The high-level functions hide many details, but they still return ordinary pandas dataframes. That is intentional: you can sort, filter, plot, merge, and store results using standard pandas tools.
After a run, it is normal to do something like:
df_ok = df[df["xtb_opt-NT"]]
df_ok.sort_values("xtb_opt-EE").head()
External Methods
UMA and g-xTB are both used through the same Stepper.orca(...) idea: ORCA owns
the calculation workflow, and an external backend supplies energies and
gradients.
UMA example:
df = step.orca(
df,
options={"ExtOpt": None, "Opt": None},
uma="omol@uma-s-1p1",
)
Direct g-xTB through Tooltoad:
df = step.gxtb(df, options={"opt": None})
ORCA-driven g-xTB, useful when ORCA should own an optimizer such as OptTS:
df = step.orca(df, options={"OptTS": None}, gxtb=True)

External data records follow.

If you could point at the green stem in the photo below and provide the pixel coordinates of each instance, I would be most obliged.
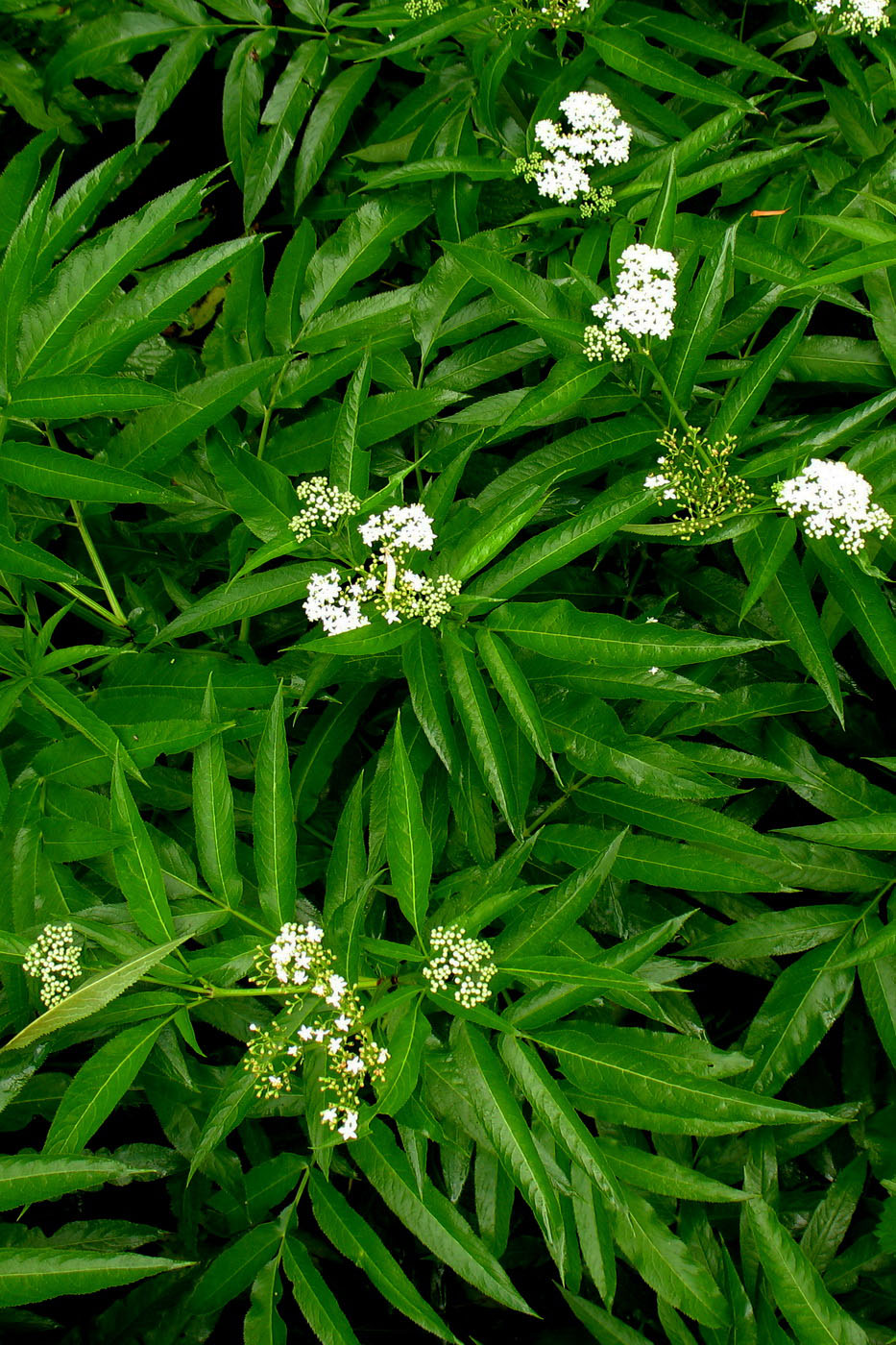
(667, 393)
(269, 409)
(554, 806)
(94, 607)
(97, 564)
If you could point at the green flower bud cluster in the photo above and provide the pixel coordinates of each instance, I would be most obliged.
(56, 958)
(695, 474)
(466, 964)
(325, 506)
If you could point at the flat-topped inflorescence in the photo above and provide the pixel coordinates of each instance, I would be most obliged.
(385, 584)
(323, 507)
(865, 16)
(831, 500)
(596, 136)
(642, 306)
(56, 958)
(460, 962)
(299, 964)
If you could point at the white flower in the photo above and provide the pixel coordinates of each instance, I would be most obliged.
(856, 15)
(349, 1129)
(563, 179)
(335, 611)
(401, 526)
(831, 500)
(642, 306)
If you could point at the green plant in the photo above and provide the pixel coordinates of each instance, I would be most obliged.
(403, 564)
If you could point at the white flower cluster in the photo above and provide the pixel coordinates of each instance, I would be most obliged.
(56, 958)
(561, 13)
(642, 306)
(856, 15)
(465, 962)
(402, 526)
(385, 582)
(299, 962)
(657, 481)
(325, 504)
(597, 134)
(331, 605)
(831, 500)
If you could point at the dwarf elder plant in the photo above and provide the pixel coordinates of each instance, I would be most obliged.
(447, 726)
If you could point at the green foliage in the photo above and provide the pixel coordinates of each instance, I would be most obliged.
(641, 755)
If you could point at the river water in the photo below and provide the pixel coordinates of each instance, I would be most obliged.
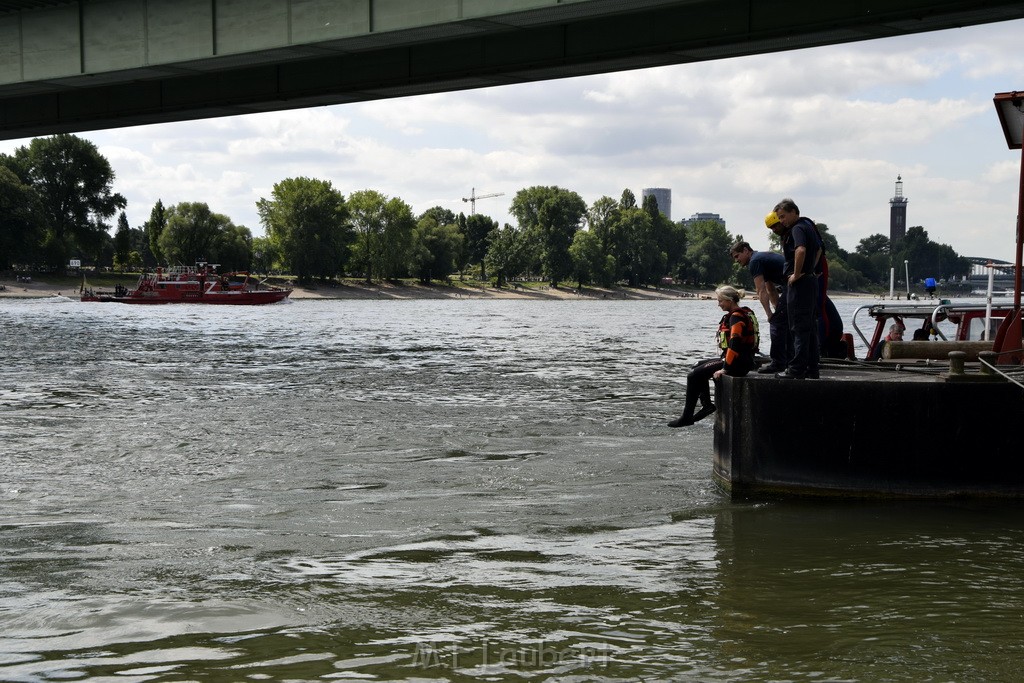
(442, 491)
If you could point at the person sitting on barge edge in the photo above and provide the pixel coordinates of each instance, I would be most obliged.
(737, 337)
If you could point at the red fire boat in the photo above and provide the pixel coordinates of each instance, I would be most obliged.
(201, 284)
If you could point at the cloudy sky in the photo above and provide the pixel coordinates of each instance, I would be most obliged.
(830, 127)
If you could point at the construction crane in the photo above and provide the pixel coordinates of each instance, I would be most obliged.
(473, 197)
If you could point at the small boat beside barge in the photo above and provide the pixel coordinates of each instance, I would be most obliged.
(201, 284)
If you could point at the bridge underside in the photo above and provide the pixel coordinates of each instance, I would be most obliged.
(70, 67)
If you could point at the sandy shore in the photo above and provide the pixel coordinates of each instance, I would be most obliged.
(39, 289)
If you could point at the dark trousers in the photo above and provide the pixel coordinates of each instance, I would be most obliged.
(801, 302)
(778, 331)
(698, 384)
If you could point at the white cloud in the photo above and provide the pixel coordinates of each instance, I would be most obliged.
(830, 127)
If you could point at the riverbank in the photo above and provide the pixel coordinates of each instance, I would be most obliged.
(355, 290)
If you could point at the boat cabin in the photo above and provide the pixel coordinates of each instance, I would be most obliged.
(970, 324)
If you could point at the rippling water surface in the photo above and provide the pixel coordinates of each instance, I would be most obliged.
(441, 491)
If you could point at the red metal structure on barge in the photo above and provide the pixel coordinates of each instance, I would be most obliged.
(927, 419)
(193, 285)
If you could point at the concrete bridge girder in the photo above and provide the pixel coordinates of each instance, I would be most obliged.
(73, 66)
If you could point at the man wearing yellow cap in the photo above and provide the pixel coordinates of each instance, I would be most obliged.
(802, 249)
(766, 268)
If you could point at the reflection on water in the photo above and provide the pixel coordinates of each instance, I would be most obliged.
(440, 491)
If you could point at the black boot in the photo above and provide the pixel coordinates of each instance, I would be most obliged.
(705, 411)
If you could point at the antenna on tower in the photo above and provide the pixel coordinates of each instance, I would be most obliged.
(473, 197)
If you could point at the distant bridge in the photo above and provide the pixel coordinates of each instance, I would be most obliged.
(1003, 270)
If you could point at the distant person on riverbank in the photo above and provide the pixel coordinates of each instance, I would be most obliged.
(737, 340)
(895, 334)
(767, 270)
(830, 332)
(802, 250)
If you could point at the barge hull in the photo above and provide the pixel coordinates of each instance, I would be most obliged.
(856, 434)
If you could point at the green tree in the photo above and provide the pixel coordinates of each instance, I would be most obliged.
(308, 221)
(20, 226)
(434, 249)
(708, 259)
(551, 216)
(265, 255)
(233, 248)
(74, 183)
(640, 259)
(590, 263)
(477, 230)
(154, 228)
(384, 233)
(193, 232)
(122, 243)
(508, 254)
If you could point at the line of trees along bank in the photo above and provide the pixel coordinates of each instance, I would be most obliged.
(56, 198)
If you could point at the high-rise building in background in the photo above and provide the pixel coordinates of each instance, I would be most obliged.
(664, 198)
(897, 214)
(705, 216)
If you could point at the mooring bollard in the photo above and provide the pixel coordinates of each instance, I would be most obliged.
(988, 360)
(956, 359)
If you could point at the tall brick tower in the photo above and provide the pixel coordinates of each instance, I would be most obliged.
(897, 214)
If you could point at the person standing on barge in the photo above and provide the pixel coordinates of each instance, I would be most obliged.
(767, 270)
(802, 250)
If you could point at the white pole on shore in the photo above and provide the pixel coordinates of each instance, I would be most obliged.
(988, 302)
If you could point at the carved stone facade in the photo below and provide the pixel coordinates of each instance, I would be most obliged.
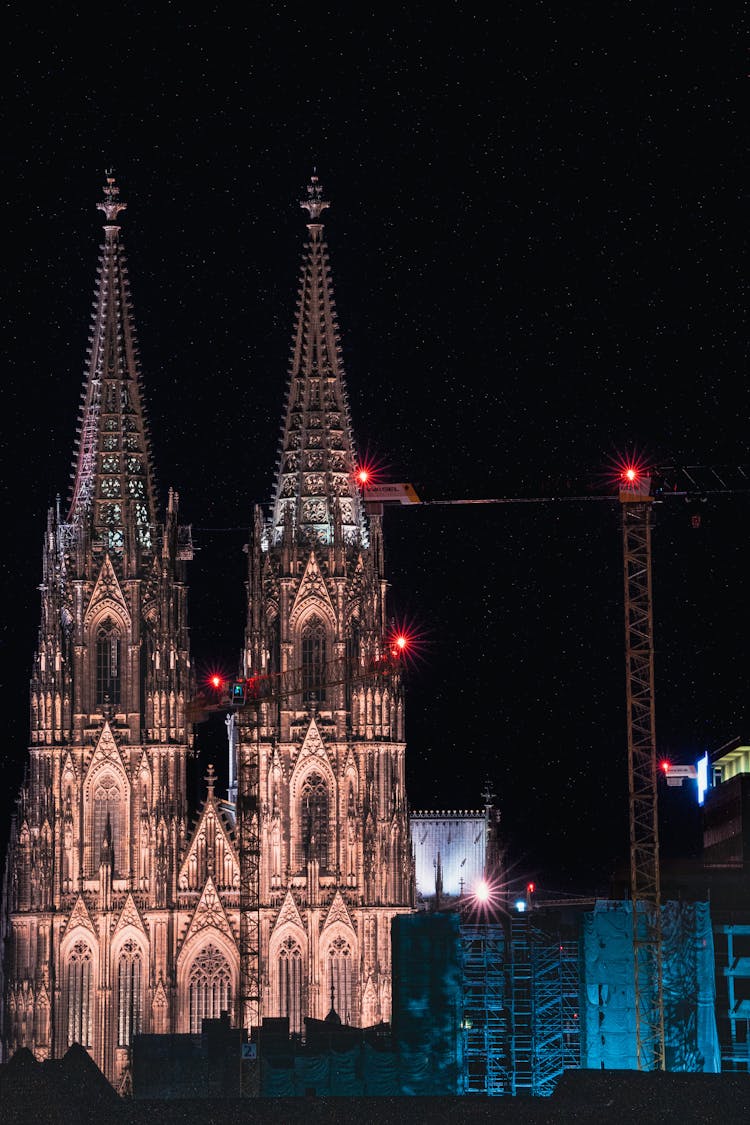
(117, 917)
(335, 856)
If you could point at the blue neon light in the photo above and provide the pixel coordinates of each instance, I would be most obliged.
(702, 779)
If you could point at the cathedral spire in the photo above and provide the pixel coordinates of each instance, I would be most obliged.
(315, 487)
(113, 491)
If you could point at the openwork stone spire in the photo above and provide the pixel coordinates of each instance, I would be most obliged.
(113, 488)
(315, 483)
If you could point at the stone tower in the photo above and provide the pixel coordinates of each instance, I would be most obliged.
(335, 861)
(114, 912)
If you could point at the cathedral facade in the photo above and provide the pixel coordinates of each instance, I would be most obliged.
(118, 917)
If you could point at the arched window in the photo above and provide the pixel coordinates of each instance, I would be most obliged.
(106, 800)
(128, 993)
(314, 820)
(108, 664)
(314, 658)
(290, 983)
(341, 979)
(210, 987)
(80, 996)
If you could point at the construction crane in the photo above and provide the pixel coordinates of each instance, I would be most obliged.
(638, 491)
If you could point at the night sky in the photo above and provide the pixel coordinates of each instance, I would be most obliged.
(538, 244)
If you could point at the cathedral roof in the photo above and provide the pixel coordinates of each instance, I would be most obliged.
(113, 487)
(315, 477)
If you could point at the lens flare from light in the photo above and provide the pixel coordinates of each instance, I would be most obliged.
(481, 891)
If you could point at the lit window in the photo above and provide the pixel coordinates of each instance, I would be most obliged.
(108, 664)
(80, 1015)
(209, 987)
(314, 820)
(128, 993)
(314, 659)
(290, 983)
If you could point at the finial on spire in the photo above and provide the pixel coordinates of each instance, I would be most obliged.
(315, 204)
(210, 779)
(110, 206)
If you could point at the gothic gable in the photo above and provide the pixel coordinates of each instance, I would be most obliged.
(289, 915)
(210, 853)
(129, 916)
(209, 915)
(107, 752)
(337, 912)
(107, 596)
(313, 750)
(313, 592)
(80, 916)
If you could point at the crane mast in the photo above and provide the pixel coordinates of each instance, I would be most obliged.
(645, 893)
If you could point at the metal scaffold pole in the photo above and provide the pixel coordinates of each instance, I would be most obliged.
(250, 945)
(645, 893)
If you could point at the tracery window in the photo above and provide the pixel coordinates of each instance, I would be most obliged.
(108, 664)
(106, 800)
(341, 979)
(314, 820)
(314, 659)
(80, 996)
(209, 987)
(290, 983)
(128, 993)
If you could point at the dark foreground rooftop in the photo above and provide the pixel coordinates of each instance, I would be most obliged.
(73, 1090)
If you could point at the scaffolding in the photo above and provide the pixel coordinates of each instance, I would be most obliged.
(522, 993)
(556, 993)
(487, 1062)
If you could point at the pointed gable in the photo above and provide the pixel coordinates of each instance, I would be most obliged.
(107, 752)
(130, 916)
(289, 915)
(312, 588)
(337, 912)
(209, 914)
(80, 916)
(210, 852)
(107, 596)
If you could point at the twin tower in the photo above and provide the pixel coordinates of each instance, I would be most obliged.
(118, 917)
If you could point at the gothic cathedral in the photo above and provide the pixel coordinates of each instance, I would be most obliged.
(118, 917)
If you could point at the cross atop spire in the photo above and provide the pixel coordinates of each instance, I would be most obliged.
(110, 206)
(315, 204)
(315, 486)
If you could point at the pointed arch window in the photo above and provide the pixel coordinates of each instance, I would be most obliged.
(314, 820)
(129, 975)
(314, 659)
(106, 801)
(80, 996)
(209, 986)
(108, 664)
(341, 979)
(290, 983)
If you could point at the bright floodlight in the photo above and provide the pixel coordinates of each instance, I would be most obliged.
(481, 891)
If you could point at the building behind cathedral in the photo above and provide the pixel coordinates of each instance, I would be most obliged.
(118, 917)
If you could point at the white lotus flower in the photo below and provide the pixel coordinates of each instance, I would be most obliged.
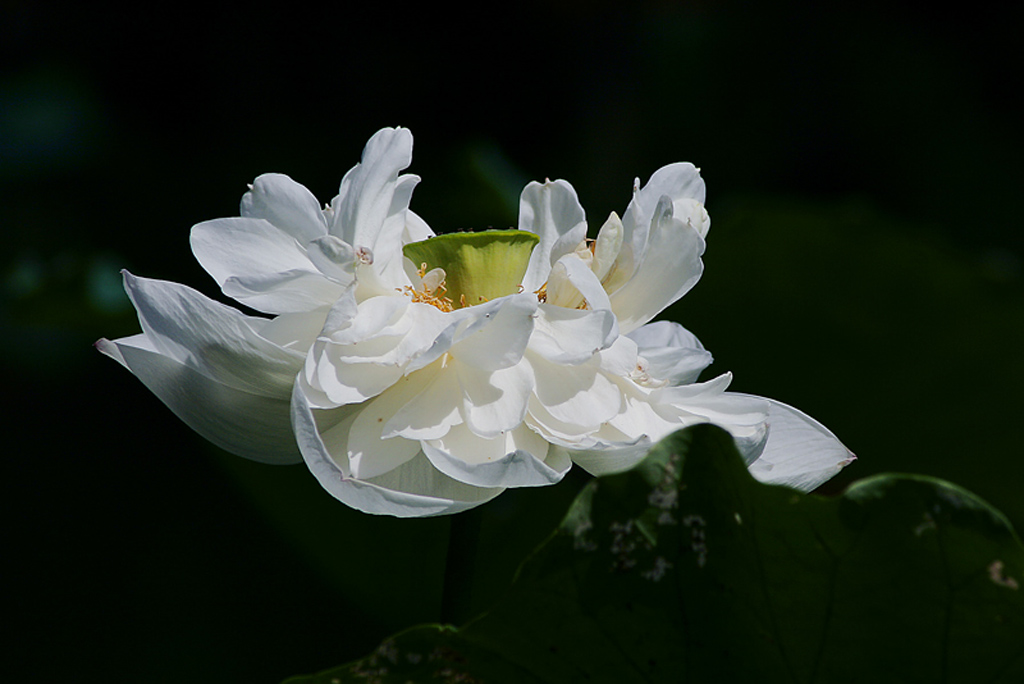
(421, 375)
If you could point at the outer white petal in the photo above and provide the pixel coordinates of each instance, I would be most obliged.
(214, 339)
(673, 352)
(372, 203)
(494, 335)
(285, 292)
(609, 458)
(370, 351)
(801, 453)
(579, 395)
(671, 266)
(287, 204)
(676, 181)
(360, 439)
(551, 211)
(414, 489)
(416, 228)
(250, 250)
(250, 425)
(525, 464)
(432, 399)
(583, 286)
(570, 336)
(494, 401)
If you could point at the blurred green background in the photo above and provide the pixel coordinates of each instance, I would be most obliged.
(863, 264)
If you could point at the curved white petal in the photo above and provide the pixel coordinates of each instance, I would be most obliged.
(293, 331)
(214, 339)
(551, 211)
(416, 228)
(494, 335)
(286, 204)
(372, 203)
(360, 439)
(611, 458)
(494, 401)
(519, 459)
(570, 336)
(254, 426)
(413, 489)
(671, 266)
(673, 352)
(371, 350)
(572, 284)
(579, 395)
(285, 292)
(241, 247)
(429, 402)
(800, 453)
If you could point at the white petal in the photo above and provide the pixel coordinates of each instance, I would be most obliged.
(518, 467)
(551, 211)
(494, 335)
(801, 453)
(671, 266)
(335, 258)
(416, 228)
(432, 398)
(579, 395)
(673, 352)
(677, 181)
(294, 331)
(370, 455)
(414, 489)
(370, 209)
(571, 283)
(570, 336)
(250, 425)
(611, 458)
(213, 338)
(494, 401)
(288, 205)
(243, 247)
(285, 292)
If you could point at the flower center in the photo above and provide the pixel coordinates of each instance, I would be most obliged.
(476, 266)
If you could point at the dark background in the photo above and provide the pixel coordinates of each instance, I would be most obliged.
(863, 264)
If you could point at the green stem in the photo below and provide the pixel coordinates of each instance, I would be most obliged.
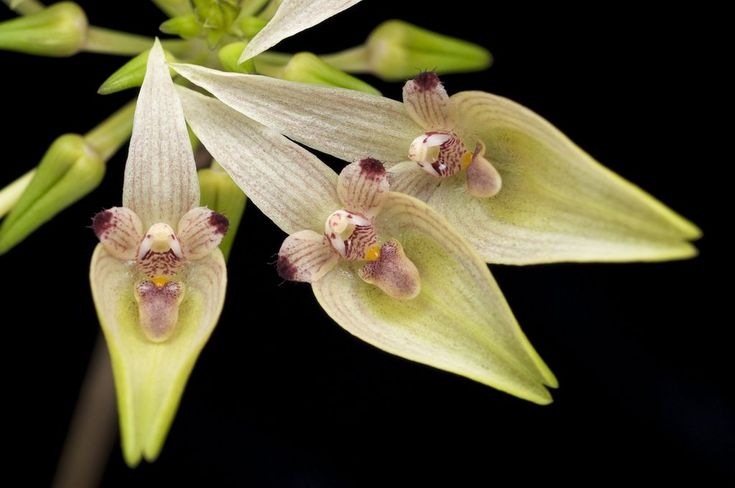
(353, 60)
(10, 194)
(24, 7)
(112, 133)
(107, 41)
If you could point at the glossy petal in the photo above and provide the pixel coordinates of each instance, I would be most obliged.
(286, 182)
(344, 123)
(557, 203)
(160, 175)
(362, 186)
(119, 230)
(460, 321)
(483, 180)
(427, 102)
(200, 232)
(305, 256)
(149, 376)
(292, 17)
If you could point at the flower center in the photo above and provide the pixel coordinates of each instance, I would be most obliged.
(159, 254)
(352, 235)
(440, 153)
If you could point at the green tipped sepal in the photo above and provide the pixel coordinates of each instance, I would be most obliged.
(221, 194)
(130, 75)
(229, 56)
(58, 30)
(307, 67)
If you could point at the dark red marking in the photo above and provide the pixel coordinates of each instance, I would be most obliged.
(219, 222)
(428, 80)
(372, 168)
(285, 268)
(102, 222)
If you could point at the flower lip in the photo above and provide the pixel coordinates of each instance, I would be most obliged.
(427, 80)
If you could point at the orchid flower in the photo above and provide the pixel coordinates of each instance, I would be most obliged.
(513, 185)
(383, 265)
(158, 279)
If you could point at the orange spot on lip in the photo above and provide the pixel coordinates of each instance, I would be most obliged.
(159, 281)
(467, 159)
(372, 253)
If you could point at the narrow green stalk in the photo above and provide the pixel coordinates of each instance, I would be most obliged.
(107, 41)
(353, 60)
(11, 193)
(112, 133)
(24, 7)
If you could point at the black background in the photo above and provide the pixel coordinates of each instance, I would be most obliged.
(281, 396)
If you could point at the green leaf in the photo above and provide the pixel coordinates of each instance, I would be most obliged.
(460, 321)
(150, 376)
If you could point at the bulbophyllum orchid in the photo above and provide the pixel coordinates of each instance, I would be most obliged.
(513, 185)
(383, 265)
(158, 279)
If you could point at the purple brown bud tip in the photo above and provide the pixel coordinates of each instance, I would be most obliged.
(286, 269)
(428, 80)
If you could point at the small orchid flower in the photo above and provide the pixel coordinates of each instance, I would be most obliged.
(513, 185)
(350, 235)
(158, 279)
(383, 265)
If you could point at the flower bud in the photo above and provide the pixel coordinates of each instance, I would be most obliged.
(58, 30)
(69, 170)
(397, 50)
(186, 26)
(221, 194)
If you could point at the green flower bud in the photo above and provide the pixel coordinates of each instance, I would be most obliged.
(229, 56)
(130, 75)
(70, 169)
(186, 26)
(397, 50)
(221, 194)
(58, 30)
(174, 8)
(10, 195)
(306, 67)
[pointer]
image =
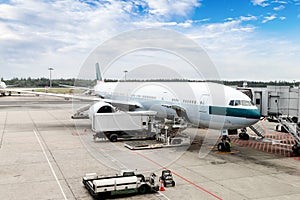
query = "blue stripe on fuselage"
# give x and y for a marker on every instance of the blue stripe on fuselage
(234, 112)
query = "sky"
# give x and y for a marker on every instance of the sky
(245, 39)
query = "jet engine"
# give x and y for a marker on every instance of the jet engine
(101, 107)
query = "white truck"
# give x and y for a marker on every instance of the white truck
(126, 183)
(124, 125)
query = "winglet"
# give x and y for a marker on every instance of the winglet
(98, 74)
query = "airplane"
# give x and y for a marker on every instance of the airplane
(3, 88)
(203, 104)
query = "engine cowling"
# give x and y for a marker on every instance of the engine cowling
(101, 107)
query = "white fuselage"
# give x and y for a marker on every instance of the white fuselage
(205, 104)
(2, 87)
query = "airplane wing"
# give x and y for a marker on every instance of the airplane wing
(80, 97)
(76, 87)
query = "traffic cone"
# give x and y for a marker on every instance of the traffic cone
(162, 187)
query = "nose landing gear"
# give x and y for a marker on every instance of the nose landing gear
(225, 144)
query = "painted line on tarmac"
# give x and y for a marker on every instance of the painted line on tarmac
(186, 180)
(52, 170)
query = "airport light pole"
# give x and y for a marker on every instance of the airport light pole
(50, 69)
(125, 71)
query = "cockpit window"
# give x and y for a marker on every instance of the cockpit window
(237, 103)
(240, 103)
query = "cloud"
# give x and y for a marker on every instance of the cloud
(262, 3)
(269, 18)
(171, 7)
(35, 35)
(278, 8)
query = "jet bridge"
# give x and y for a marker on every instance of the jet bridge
(294, 132)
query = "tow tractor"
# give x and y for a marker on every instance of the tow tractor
(126, 183)
(167, 178)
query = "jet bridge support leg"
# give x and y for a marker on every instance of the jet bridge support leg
(243, 135)
(225, 144)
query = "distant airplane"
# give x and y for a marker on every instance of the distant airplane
(234, 110)
(3, 88)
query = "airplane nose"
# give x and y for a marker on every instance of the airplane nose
(254, 114)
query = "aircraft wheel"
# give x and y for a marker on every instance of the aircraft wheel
(227, 147)
(113, 137)
(296, 150)
(173, 183)
(143, 189)
(244, 136)
(221, 147)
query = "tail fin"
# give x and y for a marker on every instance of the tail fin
(98, 74)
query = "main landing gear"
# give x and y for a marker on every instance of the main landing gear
(225, 144)
(244, 135)
(296, 149)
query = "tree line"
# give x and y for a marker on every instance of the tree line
(43, 82)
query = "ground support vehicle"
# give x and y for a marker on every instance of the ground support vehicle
(167, 178)
(127, 183)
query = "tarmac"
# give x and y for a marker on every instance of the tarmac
(44, 154)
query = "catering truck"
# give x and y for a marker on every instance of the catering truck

Use direct Stepper.gxtb(...) for normal g-xTB calculations. Use
ORCA-driven g-xTB when you specifically want ORCA's optimizer, TS machinery, or
finite-difference NumFreq behavior around the external g-xTB gradients.
What To Inspect First
After a run, start with:
*-NTcolumns: whether each calculation stage terminated normally;*-EEcolumns: electronic energies for ranking and filtering;*-occolumns: optimized coordinates from optimization stages;*-errorcolumns: row-level backend errors;df.attrs["frust_steps"]: metadata about the stages that produced the dataframe.
For more detail on column names and dataframe conventions, see DataFrames And Results.
For the chemical checks to run before trusting a result, see Inspecting Results.